🤖 AI Summary
Existing approaches to accelerating long-context prefilling predominantly rely on sparse attention mechanisms, which struggle to adapt to hybrid attention architectures—such as linear/full or sliding-window/full attention—and lack support for continuous batching, thereby limiting their applicability in modern inference engines. To address these limitations, this work proposes UniPrefill, a general-purpose prefilling acceleration framework that directly accelerates arbitrary attention architectures at the token level through block-level dynamic sparsification. UniPrefill introduces highly efficient operators that seamlessly integrate into vLLM and support continuous batching, coordinated prefill-decode scheduling, and tensor parallelism. Experimental results demonstrate that UniPrefill achieves up to a 2.1× speedup in Time-To-First-Token, with greater acceleration gains observed under higher concurrency.
📝 Abstract
As large language models (LLMs) continue to advance rapidly, they are becoming increasingly capable while simultaneously demanding ever-longer context lengths. To improve the inference efficiency of long-context processing, several novel low-complexity hybrid architectures have recently been proposed, effectively alleviating the computational burden of long-context inference.
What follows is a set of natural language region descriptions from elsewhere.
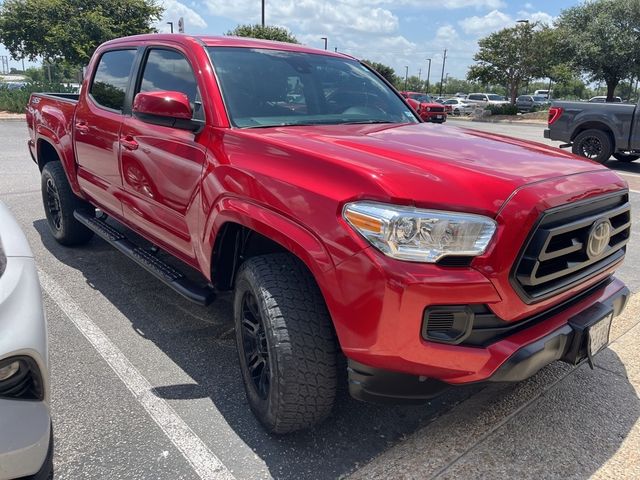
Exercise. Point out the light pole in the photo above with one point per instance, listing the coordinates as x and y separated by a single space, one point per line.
444 61
525 49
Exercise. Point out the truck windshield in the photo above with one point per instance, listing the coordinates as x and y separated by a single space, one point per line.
267 88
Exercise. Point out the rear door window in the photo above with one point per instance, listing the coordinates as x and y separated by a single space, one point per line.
110 82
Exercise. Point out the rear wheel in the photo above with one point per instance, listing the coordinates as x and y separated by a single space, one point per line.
286 345
593 144
625 157
59 204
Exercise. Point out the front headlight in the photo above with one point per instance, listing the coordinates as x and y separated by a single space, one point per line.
417 235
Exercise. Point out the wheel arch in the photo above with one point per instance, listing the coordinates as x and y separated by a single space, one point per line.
594 125
49 150
239 230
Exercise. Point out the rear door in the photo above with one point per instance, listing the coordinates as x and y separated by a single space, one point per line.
161 166
98 119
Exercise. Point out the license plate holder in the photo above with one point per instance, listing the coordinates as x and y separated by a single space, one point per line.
591 329
598 335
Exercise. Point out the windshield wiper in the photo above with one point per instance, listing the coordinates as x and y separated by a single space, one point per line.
366 122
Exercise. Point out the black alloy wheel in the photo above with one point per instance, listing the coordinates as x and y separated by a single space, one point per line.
255 347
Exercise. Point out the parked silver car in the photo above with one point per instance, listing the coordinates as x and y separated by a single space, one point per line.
486 99
527 103
26 440
460 106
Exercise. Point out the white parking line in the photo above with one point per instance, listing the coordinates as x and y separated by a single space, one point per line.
194 450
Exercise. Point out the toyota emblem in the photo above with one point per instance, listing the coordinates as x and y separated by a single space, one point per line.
599 237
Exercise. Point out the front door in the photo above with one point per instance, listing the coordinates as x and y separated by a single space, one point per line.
97 129
161 166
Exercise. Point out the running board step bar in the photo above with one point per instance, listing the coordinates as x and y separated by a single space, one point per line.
199 294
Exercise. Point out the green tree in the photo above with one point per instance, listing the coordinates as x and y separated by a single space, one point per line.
70 30
602 39
384 70
509 57
278 34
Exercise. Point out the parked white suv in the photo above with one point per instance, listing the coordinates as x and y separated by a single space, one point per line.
487 99
26 440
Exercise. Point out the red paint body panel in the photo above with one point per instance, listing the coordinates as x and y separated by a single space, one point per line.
178 189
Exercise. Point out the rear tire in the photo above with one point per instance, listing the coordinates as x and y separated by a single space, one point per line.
626 157
59 204
593 144
286 344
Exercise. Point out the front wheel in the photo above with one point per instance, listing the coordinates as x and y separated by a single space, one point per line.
59 204
626 157
286 345
593 144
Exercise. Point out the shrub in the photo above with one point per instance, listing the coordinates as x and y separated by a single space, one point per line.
506 109
14 101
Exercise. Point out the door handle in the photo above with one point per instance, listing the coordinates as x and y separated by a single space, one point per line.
82 128
129 142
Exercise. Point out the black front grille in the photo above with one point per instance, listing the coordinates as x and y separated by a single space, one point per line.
556 256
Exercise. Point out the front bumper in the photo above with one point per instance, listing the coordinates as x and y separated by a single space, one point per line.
25 439
25 422
567 343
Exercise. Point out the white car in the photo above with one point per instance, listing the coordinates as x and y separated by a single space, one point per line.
460 107
487 99
26 439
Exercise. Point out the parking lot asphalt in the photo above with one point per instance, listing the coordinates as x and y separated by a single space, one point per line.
142 379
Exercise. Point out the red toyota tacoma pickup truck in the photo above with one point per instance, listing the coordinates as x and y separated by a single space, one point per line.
345 226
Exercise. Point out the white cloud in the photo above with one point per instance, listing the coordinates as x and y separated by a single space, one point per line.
542 17
448 4
447 34
173 11
494 20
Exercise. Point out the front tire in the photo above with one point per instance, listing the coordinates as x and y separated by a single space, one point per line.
286 344
626 157
593 144
59 204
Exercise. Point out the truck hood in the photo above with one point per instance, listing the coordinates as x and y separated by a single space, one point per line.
436 166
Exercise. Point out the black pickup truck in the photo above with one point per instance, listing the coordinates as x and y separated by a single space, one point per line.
596 130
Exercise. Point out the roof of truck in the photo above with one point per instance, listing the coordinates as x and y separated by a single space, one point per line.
227 41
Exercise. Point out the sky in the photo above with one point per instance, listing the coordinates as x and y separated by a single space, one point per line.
398 33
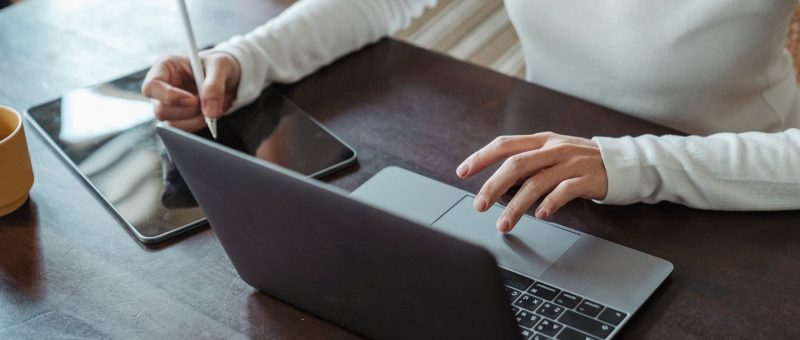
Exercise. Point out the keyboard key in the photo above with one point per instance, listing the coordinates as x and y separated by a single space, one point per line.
548 327
571 334
527 319
550 310
544 291
526 333
612 316
515 280
567 300
528 302
590 308
585 324
513 294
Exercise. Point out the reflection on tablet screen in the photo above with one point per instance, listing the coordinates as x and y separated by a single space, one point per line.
108 134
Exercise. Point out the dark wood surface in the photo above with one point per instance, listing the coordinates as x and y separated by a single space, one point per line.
68 269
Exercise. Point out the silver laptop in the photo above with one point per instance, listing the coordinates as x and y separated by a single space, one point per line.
405 256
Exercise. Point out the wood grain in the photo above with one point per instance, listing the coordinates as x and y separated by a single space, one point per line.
69 269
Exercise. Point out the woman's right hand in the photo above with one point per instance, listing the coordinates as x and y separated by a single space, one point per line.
171 86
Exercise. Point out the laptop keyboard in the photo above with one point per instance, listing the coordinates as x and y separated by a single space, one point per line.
546 312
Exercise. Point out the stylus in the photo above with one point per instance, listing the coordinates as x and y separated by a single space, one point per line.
194 59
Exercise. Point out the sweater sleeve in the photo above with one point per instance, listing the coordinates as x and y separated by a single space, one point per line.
311 34
725 171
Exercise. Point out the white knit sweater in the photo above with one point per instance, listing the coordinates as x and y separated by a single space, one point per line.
701 67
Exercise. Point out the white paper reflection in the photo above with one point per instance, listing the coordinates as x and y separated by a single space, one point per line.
92 114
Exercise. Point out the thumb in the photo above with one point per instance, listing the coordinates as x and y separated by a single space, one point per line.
212 95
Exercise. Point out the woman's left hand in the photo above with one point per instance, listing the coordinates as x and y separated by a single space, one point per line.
557 167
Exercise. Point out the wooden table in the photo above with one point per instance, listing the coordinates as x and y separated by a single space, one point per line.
69 269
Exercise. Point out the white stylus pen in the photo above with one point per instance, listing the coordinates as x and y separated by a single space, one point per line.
194 59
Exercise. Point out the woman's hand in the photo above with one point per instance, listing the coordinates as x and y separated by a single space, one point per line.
557 167
171 85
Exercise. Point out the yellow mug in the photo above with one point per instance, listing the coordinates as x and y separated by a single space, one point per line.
16 174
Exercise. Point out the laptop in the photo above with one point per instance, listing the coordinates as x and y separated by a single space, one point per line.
405 256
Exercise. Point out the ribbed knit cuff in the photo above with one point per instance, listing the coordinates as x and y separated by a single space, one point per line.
623 168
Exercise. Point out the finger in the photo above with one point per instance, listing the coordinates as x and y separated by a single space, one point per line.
500 148
193 124
165 112
513 169
531 190
212 95
564 192
169 95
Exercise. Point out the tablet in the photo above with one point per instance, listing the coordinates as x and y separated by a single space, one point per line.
107 135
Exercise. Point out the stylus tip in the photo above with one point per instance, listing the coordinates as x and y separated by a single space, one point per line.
212 126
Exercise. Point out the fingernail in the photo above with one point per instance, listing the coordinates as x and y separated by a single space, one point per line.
462 170
503 225
211 108
480 203
541 213
186 101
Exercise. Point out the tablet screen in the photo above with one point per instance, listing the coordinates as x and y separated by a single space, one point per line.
107 133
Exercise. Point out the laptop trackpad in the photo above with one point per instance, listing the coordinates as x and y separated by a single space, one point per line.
530 248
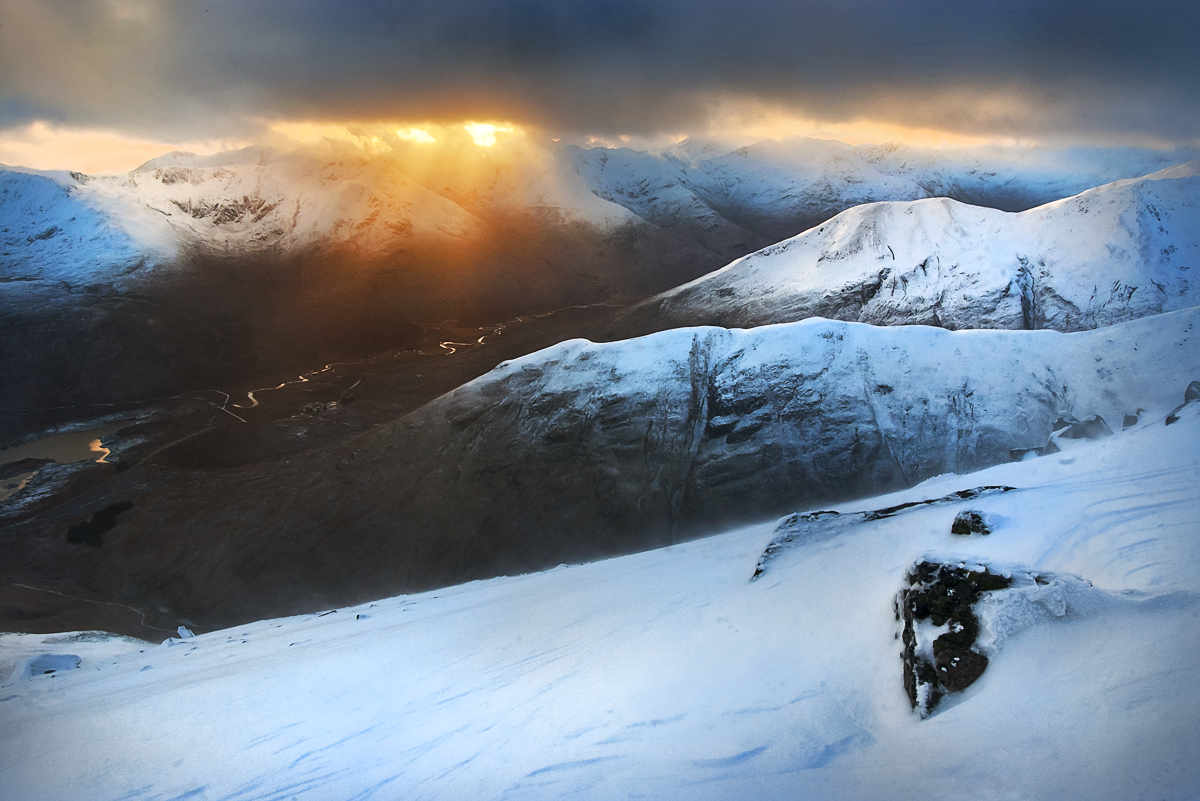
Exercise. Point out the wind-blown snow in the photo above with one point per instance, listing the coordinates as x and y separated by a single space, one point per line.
671 674
1113 253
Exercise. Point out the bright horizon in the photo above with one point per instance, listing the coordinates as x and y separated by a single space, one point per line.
97 151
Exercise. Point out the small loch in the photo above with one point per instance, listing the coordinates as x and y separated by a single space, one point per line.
64 447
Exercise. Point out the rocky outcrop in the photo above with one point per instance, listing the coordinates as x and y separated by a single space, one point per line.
798 529
1191 395
1113 253
1090 428
969 522
939 662
589 450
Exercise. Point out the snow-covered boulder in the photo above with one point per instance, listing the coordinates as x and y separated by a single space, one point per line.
585 450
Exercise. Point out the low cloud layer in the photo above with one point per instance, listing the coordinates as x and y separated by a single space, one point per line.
1048 68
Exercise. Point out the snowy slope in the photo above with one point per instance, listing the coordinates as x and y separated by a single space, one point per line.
1117 252
672 675
774 190
49 233
586 450
259 202
335 198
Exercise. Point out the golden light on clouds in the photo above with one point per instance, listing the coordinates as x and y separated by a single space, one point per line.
41 145
315 132
750 121
420 136
484 133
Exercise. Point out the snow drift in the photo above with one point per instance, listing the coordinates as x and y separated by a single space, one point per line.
587 450
671 674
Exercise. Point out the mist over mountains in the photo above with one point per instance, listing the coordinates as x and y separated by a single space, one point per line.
193 270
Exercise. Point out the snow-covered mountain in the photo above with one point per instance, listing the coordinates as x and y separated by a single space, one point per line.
671 674
261 202
1117 252
774 190
587 450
However, existing research on long-context prefill acceleration remains predominantly focused on sparse attention mechanisms, which achieve their maximum speedup only on full-attention models. When transferred to emerging architectures--such as linear/full attention hybrids or sliding window/full attention hybrids--these prefill acceleration approaches suffer significant performance degradation. Furthermore, such methods are generally incompatible with continuous batching, making them difficult to integrate into modern inference engines such as vLLM. To this end, we propose UniPrefill, a prefill acceleration framework applicable to virtually any model architecture, which directly accelerates the model's computation at the token level. We further implement UniPrefill as a continuous batching operator and extend vLLM's scheduling strategy to natively support prefill-decode co-processing and tensor parallel for UniPrefill, enabling its seamless integration into vLLM. UniPrefill achieves up to 2.1x speedup in Time-To-First-Token (TTFT), with the acceleration becoming increasingly pronounced as the number of concurrent requests grows.